Le développement de l’ Executive Master a-t-il également pour ambition d’attirer des gens qui ne sont pas du secteur de l'hôtellerie ?
Frédéric Picard : Le sujet dont nous parlons aujourd’hui est tellement important pour l'industrie. Nous rencontrons aujourd'hui des difficultés de recrutement nous cherchons des talents.
A un moment donné dans sa carrière professionnelle, on a on a un besoin de découvrir d'autres horizons, de voir d'autres choses. On éprouve le besoin de remettre un peu en question ses connaissances.
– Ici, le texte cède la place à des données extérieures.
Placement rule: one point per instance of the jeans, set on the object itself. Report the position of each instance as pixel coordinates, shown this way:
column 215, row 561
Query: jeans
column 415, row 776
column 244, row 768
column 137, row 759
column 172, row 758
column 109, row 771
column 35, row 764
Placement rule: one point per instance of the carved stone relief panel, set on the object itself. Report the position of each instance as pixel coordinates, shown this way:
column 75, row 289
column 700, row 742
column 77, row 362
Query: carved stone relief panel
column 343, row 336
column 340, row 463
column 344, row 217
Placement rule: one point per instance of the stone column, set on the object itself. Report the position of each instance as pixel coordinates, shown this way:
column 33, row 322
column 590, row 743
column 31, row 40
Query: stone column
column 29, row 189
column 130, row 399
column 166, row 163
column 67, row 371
L'hôtellerie est un secteur où l’on peut monter les échelons rapidement. Il arrive un moment où l’on se retrouve confronté à des positions managériales. Mais est-on complètement équipés ? C’est là que nos programmes interviennent. Avec également une dimension liée aux technologies. Les chatbots, le revenue management… en élargissant le scope, on forme des personnes mieux armées pour continuer leur progrès professionnel.
Quels sont les éléments qui peuvent donner à un jeune l’envie de travailler dans l’hôtellerie ? Comment éveiller l’intérêt des cibles potentielles ?
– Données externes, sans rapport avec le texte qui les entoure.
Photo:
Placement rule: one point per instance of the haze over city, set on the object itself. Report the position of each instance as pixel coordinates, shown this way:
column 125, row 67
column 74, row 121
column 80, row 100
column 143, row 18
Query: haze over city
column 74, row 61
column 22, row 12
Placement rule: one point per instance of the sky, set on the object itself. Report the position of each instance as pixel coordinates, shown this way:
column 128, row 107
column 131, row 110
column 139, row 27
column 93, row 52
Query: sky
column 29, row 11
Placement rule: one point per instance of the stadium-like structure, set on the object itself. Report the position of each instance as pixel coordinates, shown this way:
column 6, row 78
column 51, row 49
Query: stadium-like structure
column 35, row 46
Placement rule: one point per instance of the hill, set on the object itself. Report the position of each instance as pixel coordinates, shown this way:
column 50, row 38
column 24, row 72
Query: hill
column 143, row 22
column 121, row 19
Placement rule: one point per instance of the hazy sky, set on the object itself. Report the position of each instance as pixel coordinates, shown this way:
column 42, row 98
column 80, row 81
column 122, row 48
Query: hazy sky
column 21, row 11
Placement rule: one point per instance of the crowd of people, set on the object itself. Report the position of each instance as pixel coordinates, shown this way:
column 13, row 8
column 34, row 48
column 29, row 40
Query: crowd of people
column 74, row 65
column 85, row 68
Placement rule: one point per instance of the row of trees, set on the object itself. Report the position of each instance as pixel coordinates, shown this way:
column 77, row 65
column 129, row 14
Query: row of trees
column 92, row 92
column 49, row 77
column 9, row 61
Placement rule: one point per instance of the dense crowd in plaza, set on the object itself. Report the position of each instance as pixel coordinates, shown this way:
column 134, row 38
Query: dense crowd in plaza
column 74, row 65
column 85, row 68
Caroline Elul : Dans le tourisme, la formation est en perpétuelle évolution. J’ai personnellement été formée à Glion à avoir un profil très polyvalent. Nous sommes préparés non seulement au métier de l'hôtellerie mais également à des disciplines qui peuvent nous permettre d’explorer d'autres carrières. Et ça, c'est un point qui peut attirer des talents à mon avis. Il faut leur faire comprendre que dans le tourisme ou l'hôtellerie il n’y a pas de limite, plutôt une infinité de possibilités.
Je me réfère à une phrase de Saint-Exupéry : « Si tu veux construire un bateau ne t'entoure pas des hommes et des femmes pour leur dire quoi faire ou quels outils utiliser. Fais naître dans leur cœur le désir de la mer. »
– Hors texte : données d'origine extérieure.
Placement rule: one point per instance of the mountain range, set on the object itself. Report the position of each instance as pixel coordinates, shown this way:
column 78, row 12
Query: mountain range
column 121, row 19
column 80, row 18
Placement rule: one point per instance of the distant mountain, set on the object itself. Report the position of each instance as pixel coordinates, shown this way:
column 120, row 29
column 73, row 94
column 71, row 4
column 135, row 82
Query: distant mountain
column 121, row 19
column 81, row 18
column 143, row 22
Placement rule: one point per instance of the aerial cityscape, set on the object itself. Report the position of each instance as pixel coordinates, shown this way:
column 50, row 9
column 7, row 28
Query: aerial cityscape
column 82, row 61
Pour nos métiers, il faut faire naître une vision de passion, le goût de l'effort, le goût du beau, le goût du bien, le sens du détail.
Alban Sucrot : Il y a de nombreuses choses qui peuvent attirer dans l'industrie de l'hospitalité et je pense qu'on est terriblement mauvais pour mettre en avant ces avantages qui sont nombreux. Comme la mobilité internationale, le travail en équipe. Cela fait 15 ans que l’on parle des heures supplémentaires et de la coupure.
C'est le travail des écoles, avec les entreprises conjointement de mettre ces avantages en nature en avant. Également d’en créer de nouveaux pour attirer.
Côté Glion et ESSEC on est dans l’excellence, est-il envisageable de s’associer avec d’autres types de formations avec des moyens différents ?
Frédéric Picard : Je pense que l'union fait la force. Nous déployons de nombreux partenariats avec l’ESSEC mais aussi avec Les Roches, Ducasse Education, Invictus, Indian School of Hospitality qui font partie de notre portefeuille. C’est déjà une force globale qui permet de proposer sur les différents continent des formations.
Il peut y avoir d'autres partenariats mais il faut que ça fasse sens pour les étudiants et l’industrie. Nous avons aujourd'hui un programme spécialisé sur l'évent management notamment dans la perspective des Jeux Olympiques et Paralympiques. L’objectif c’est d’être beaucoup plus pointus sur certains sujets pour être adaptés aux besoins.